Luke and Roger's friend Gibby wanders into a cemetery with his girlfriend Natasha. They enter a mausoleum and begin to have sex on a cement slab. As Gibby ejaculates, Natasha reveals that she is an alien as her tentacles emerge from her chest and immobilize Gibby, a toothy ovipositor tentacle unfolds and is shoved down his throat as part of the alien mating process. After completing the mating process, Gibby freezes solid and dies, thus not surviving the mating process, much to Natasha's disappointment.

In an effort to catch the aliens in the act and prove their existence, Luke and Alex hatch a plan to record them.
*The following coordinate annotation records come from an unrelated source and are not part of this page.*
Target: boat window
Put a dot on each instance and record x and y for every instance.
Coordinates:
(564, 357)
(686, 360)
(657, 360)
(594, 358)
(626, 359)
Luke plants a camera in his bedroom and manages to get a very-horny Lily to go to bed with him. While Alex watches from a different room, Luke and Lily disrobe and prepare to have sex. As Lily mounts him, Luke notices a strange green organ between her breasts. The camera suddenly malfunctions, and Lily realizes she's being recorded. Angered, Lily prepares to rape Luke to death and unleashes her tentacles but accidentally knocks over a candle, which starts a fire. Seemingly vulnerable to the heat, Lily screams and sheds her human form, letting Luke see what the aliens look like in their true form; humanoid reptilians. Lily escapes, but Luke and Alex fail to capture any evidence.

Constance, meanwhile, becomes emotionally engaged with Roger, explains to him that the aliens have come to Earth to impregnate men, as their race is dying out. To save their people, the aliens persuade men to come with them, promising sex. However, the "mating" process involves sticking their tentacles down the male's throat. Most men die because they cannot survive the cold temperature. Roger allows Constance to "mate" with him after she explains everything as she has fallen in love with him when she wasn't supposed to. She explains that they're merely trying to survive and that they don't want anyone to die. He agrees to allow her to impregnate him, giving her race a chance to survive. Luke comes in just in time to see an alien crawl out of Roger's mouth. Roger dies soon after, leaving Constance horrified because she didn't want him to die.

Luke has discovered that, while the aliens love the cold, they hate heat. Luke has also discovered that Gibby is dead at this point having been frozen by Natasha. Luke teams up with Detective Amanda (his former girlfriend) and obtains a home-made flamethrower, determined to put an end to the aliens' terror. Luke confronts the aliens and kills Natasha and Lily by burning them, not realizing the truth of their mission. He then chases Constance and confronts her, but the flamethrower runs out of propane. Seeing him vulnerable, Constance leaps on top of him, knocking him to the ground. She straddles him and beats him down, then releases her tentacles, preparing to throat-rape him. However, just before Luke is impregnated, Amanda shows up and shoots Constance, knocking her off. Using an ax, Luke breaks open high-pressure pipes and kills Constance with steam. Luke now has solid evidence of the aliens' existence as there were witnesses who saw them in their true form, and he leaves Amanda to deal with them while he runs off with Alex.

Alex takes Luke to her apartment, and the two profess their love for each other. They take off their clothes and prepare to have sex. Alex mounts Luke, and tells him she can finally have her way with him. There's a sudden flashback to the very beginning of the movie when the jock finds the dead men. He looks up and sees Alex who then says "You're early". Luke realizes Alex is an alien, minutes too late. He screams as she pins him down and her tentacles appear. The camera zooms out of the room as Luke's screams fade away as he is presumably raped and impregnated.